Level of Access Assigned by Author

Campus-Only Thesis

Degree Name

Master of Science (MS)


Ecology and Environmental Sciences


Andrei Alyokhin

Second Committee Member

Stellos Tavantzis

Third Committee Member

M. Susan Erich


I tested effects of amending soil with compost containing lignocellulosic substrates and biocontrol agents known to suppress soil-borne diseases (a parasitic fungus Trichoderma virens, a bacterium Bacillus subtilis, and a hypovirulent strain of the fungus Rhizoctonia solani) on the Colorado potato beetle and potato-colonizing aphids. Experiments were conducted on one conventional and one organic farm in northern Maine during 2007-09 growing seasons. At weekly intervals, thirty plants were selected at random and visually examined for pest insects. The numbers of Colorado potato beetle adults, small larvae (first and second instars), large larvae (third and fourth instars) and egg masses, as well as the number of potato aphids, green peach aphids, and buckthorn aphids were recorded. There were two trends over the length of the study. First, compost increased the numbers of adult Colorado potato beetles while negatively affecting the number of egg masses and larvae.
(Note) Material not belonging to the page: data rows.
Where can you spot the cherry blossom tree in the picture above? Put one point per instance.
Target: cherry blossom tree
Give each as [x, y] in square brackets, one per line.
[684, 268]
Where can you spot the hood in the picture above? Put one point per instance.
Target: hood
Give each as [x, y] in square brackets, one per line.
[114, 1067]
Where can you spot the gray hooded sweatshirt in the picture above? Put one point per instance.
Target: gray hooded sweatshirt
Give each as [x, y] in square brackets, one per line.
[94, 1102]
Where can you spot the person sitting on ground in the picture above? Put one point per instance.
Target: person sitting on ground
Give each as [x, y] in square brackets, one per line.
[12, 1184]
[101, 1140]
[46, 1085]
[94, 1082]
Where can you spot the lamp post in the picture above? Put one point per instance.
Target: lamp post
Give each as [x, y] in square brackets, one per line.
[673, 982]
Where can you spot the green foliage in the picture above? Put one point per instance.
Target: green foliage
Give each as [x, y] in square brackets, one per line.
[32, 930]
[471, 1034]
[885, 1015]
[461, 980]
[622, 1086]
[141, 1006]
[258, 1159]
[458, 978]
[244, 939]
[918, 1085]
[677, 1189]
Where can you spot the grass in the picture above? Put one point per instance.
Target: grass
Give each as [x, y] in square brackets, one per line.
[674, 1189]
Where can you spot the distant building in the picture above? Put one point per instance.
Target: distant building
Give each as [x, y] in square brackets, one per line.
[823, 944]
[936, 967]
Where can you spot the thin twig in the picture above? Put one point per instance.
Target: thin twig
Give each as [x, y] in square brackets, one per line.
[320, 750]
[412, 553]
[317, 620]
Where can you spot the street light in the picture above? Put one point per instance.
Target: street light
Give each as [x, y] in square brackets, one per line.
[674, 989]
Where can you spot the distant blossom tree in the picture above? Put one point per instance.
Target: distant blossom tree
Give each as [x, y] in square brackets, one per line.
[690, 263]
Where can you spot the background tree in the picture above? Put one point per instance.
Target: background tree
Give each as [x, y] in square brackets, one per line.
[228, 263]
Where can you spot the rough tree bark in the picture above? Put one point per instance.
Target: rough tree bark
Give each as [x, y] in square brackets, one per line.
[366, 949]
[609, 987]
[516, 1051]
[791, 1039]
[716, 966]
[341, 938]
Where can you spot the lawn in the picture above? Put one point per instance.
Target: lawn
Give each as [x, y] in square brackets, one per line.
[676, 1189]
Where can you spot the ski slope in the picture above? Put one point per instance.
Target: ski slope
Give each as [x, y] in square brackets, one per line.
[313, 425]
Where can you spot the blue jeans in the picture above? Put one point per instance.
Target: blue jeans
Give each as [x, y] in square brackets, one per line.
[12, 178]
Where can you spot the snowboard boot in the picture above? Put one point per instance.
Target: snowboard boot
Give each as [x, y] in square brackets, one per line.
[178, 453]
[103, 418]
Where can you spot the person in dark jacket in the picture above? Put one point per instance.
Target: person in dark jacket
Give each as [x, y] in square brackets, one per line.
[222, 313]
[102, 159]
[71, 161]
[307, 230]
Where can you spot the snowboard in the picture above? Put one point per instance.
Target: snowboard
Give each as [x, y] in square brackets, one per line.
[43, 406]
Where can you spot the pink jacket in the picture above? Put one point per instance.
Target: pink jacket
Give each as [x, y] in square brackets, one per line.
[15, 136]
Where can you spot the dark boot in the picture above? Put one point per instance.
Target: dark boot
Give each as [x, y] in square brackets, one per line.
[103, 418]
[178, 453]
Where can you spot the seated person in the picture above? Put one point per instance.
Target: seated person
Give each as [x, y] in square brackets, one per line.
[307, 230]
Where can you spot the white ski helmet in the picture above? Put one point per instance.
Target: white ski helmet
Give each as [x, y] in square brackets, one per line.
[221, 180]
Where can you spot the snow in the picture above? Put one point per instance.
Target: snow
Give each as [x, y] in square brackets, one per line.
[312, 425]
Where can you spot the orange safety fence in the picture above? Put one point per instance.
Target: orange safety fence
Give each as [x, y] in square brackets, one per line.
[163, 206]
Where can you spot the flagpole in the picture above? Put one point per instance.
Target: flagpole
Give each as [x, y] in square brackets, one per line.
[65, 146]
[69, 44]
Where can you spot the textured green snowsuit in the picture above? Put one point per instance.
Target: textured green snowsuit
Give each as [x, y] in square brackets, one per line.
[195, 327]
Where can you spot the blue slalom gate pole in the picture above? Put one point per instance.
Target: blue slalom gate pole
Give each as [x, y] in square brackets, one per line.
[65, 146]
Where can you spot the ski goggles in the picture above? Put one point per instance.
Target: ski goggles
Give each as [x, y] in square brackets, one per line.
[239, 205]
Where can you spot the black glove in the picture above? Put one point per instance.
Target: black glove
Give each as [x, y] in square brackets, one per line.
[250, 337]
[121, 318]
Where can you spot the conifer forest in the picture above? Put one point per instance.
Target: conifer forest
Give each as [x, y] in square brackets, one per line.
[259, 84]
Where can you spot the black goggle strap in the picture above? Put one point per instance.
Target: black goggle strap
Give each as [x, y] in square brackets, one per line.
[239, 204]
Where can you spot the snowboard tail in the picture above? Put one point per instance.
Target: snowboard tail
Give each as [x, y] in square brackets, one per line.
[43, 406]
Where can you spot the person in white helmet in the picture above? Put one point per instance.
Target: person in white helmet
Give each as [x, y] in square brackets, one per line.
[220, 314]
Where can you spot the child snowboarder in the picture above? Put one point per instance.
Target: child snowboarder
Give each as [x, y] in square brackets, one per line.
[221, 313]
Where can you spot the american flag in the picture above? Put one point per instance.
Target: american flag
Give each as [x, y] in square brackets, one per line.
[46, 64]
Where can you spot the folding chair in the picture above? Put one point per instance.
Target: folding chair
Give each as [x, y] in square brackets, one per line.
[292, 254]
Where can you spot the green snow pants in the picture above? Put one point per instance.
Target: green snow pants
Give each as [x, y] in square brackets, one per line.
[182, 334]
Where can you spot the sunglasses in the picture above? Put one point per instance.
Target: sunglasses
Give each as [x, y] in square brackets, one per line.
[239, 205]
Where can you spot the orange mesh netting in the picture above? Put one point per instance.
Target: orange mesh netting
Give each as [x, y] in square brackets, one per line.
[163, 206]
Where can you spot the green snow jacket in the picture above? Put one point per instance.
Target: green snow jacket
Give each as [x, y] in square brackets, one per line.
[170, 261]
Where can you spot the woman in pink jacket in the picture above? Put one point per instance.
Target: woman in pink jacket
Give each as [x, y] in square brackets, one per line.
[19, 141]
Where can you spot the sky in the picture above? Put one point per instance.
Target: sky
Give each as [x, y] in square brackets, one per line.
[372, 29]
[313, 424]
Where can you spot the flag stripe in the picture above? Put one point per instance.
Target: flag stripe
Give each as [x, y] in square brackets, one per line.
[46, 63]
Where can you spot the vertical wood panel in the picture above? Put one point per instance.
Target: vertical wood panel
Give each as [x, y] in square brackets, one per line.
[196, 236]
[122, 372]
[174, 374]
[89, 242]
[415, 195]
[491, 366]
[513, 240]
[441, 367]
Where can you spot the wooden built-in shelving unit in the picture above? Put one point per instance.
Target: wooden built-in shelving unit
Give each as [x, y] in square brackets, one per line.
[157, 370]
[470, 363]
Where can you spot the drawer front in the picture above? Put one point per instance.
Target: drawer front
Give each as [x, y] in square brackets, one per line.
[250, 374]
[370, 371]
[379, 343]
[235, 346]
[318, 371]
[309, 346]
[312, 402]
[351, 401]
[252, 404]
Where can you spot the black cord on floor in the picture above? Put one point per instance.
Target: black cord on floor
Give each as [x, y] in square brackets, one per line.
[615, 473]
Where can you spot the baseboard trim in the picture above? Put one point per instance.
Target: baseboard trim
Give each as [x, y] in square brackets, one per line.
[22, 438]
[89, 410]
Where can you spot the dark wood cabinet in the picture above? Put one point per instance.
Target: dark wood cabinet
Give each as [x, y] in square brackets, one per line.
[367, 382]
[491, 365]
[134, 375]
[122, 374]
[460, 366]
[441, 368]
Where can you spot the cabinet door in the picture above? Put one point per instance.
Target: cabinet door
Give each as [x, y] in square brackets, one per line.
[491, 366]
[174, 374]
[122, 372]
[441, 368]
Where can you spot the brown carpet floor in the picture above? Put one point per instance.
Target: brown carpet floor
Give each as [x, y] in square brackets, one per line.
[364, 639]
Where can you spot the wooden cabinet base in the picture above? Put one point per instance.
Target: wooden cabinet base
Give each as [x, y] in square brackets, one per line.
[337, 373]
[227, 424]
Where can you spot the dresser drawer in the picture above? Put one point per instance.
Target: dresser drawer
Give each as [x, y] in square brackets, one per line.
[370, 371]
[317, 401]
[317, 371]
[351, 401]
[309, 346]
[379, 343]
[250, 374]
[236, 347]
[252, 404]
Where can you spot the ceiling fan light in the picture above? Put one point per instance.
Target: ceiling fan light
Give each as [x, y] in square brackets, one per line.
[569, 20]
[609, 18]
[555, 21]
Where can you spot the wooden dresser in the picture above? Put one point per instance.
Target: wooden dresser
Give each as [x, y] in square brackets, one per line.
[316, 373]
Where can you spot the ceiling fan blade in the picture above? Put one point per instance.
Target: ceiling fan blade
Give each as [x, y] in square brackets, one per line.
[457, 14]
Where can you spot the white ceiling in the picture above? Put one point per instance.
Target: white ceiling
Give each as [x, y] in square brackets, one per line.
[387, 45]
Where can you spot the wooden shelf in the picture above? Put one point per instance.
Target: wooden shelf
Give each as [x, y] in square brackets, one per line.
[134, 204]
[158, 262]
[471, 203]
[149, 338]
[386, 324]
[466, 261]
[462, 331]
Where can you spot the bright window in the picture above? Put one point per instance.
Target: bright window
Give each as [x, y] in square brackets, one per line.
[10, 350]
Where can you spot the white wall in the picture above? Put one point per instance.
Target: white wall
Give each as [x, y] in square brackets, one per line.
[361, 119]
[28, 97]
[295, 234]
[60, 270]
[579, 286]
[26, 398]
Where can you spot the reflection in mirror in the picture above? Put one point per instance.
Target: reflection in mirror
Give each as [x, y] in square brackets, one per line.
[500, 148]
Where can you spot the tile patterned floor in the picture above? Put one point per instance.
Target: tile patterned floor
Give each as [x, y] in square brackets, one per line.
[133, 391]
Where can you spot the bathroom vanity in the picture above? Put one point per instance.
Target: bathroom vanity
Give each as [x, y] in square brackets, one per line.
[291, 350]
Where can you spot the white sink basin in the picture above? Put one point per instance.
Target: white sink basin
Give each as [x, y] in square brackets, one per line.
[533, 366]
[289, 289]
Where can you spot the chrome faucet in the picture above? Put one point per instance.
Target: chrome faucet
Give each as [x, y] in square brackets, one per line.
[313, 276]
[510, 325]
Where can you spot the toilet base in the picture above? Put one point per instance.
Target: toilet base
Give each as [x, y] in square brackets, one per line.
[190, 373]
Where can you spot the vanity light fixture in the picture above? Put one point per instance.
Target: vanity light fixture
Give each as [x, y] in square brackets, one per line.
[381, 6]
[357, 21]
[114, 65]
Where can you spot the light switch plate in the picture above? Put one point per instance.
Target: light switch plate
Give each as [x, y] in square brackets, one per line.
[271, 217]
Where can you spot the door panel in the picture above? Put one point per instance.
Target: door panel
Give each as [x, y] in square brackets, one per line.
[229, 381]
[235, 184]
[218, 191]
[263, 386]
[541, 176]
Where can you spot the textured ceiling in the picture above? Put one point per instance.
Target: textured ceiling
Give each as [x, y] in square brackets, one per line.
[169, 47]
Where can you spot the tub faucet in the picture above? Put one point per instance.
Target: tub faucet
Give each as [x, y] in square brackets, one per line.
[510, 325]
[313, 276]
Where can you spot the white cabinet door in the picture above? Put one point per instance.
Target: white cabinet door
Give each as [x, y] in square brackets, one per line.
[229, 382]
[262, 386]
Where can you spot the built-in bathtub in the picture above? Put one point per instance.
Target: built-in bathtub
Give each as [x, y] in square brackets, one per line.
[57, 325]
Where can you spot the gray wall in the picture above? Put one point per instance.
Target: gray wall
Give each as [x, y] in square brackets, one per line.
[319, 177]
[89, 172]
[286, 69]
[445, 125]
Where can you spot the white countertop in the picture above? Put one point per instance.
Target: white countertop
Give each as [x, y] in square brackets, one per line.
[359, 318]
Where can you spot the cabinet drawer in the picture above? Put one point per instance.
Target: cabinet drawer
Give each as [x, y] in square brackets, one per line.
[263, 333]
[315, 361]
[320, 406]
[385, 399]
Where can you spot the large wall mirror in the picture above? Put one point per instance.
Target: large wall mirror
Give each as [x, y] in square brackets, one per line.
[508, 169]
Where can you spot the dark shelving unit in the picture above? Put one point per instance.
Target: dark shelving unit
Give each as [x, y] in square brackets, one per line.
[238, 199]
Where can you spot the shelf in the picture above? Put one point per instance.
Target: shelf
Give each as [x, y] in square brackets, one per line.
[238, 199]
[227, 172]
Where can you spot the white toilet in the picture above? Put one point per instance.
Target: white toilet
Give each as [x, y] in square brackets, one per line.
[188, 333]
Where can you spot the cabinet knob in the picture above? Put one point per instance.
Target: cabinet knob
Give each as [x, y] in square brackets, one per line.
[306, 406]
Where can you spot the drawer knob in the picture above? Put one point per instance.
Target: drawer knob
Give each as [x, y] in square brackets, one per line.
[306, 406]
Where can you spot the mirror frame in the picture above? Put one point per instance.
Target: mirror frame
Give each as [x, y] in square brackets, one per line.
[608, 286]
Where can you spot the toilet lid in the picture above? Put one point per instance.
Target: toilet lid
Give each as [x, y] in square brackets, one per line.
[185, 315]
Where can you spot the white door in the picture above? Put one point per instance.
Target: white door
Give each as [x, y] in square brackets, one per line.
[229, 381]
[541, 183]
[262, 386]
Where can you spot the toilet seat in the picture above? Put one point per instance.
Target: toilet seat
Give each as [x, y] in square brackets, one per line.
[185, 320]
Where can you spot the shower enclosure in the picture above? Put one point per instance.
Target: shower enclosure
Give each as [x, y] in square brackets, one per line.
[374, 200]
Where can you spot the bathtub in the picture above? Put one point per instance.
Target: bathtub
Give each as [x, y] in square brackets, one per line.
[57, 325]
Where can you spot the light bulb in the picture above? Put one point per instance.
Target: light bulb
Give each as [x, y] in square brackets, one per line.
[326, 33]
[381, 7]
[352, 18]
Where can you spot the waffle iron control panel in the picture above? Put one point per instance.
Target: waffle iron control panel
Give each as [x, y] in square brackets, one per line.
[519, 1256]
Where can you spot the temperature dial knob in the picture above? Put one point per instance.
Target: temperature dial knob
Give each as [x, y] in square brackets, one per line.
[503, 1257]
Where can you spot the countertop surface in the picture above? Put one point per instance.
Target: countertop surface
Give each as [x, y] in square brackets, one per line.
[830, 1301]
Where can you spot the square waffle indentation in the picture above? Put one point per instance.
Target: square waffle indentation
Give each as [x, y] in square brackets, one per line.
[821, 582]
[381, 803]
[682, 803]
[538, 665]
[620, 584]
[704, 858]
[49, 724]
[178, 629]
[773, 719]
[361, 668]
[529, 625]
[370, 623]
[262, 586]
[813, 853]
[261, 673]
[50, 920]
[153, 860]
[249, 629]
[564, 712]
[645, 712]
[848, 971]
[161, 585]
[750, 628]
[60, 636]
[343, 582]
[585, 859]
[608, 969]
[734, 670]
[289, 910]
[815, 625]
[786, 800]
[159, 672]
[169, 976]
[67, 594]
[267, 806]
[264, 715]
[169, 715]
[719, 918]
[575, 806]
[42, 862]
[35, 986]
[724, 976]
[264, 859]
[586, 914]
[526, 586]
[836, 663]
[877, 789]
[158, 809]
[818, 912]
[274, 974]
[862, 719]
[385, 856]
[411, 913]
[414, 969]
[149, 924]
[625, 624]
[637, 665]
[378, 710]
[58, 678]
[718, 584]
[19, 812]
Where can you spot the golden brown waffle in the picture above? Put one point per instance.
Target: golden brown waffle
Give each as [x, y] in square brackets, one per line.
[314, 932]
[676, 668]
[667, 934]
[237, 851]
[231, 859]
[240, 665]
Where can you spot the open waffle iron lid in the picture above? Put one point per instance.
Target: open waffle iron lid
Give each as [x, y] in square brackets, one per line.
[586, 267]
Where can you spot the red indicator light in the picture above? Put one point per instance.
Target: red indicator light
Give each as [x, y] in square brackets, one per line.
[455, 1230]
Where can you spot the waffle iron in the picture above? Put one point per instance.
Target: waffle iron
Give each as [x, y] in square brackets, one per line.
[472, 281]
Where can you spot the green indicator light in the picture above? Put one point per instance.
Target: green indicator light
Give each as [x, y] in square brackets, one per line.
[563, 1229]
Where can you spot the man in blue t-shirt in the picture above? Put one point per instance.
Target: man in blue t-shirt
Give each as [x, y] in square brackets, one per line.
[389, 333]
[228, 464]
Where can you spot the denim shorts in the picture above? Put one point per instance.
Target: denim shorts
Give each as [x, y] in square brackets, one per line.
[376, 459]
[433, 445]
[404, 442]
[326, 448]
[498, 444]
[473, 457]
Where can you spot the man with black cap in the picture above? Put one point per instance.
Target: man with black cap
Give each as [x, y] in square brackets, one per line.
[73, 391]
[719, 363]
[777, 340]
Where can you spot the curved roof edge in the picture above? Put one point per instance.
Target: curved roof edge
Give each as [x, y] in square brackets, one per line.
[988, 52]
For adult beetles, an increase on plants amended with compost due to redistribution is unlikely in a commercial setting when the entire field is amended with compost. Although the main goal of applying compost amendments is soil improvement, this demonstrates an additional benefit of its application. Aphids did not appear to be affected by compost applications. In contrast, T. virens increased populations of Colorado potato beetles and aphids. In greenhouse experiments we tested the survival and development of the Colorado potato beetle and potato-colonizing aphids on amended or non-amended plants. B. subtilis increased development time for Colorado potato beetle larvae when added to soilless potting media alone or with hypovirulent R. solani. Hypovirulent R. solani applied alone also increased development time and decreased survivorship in affected larvae, but only when applied at an intermediate rate of eight grams per pot. Our results support the presence of plant-mediated effects of soil amendments on the development of the Colorado potato beetle larvae. This should be taken into account when developing management plans for soil-borne disease.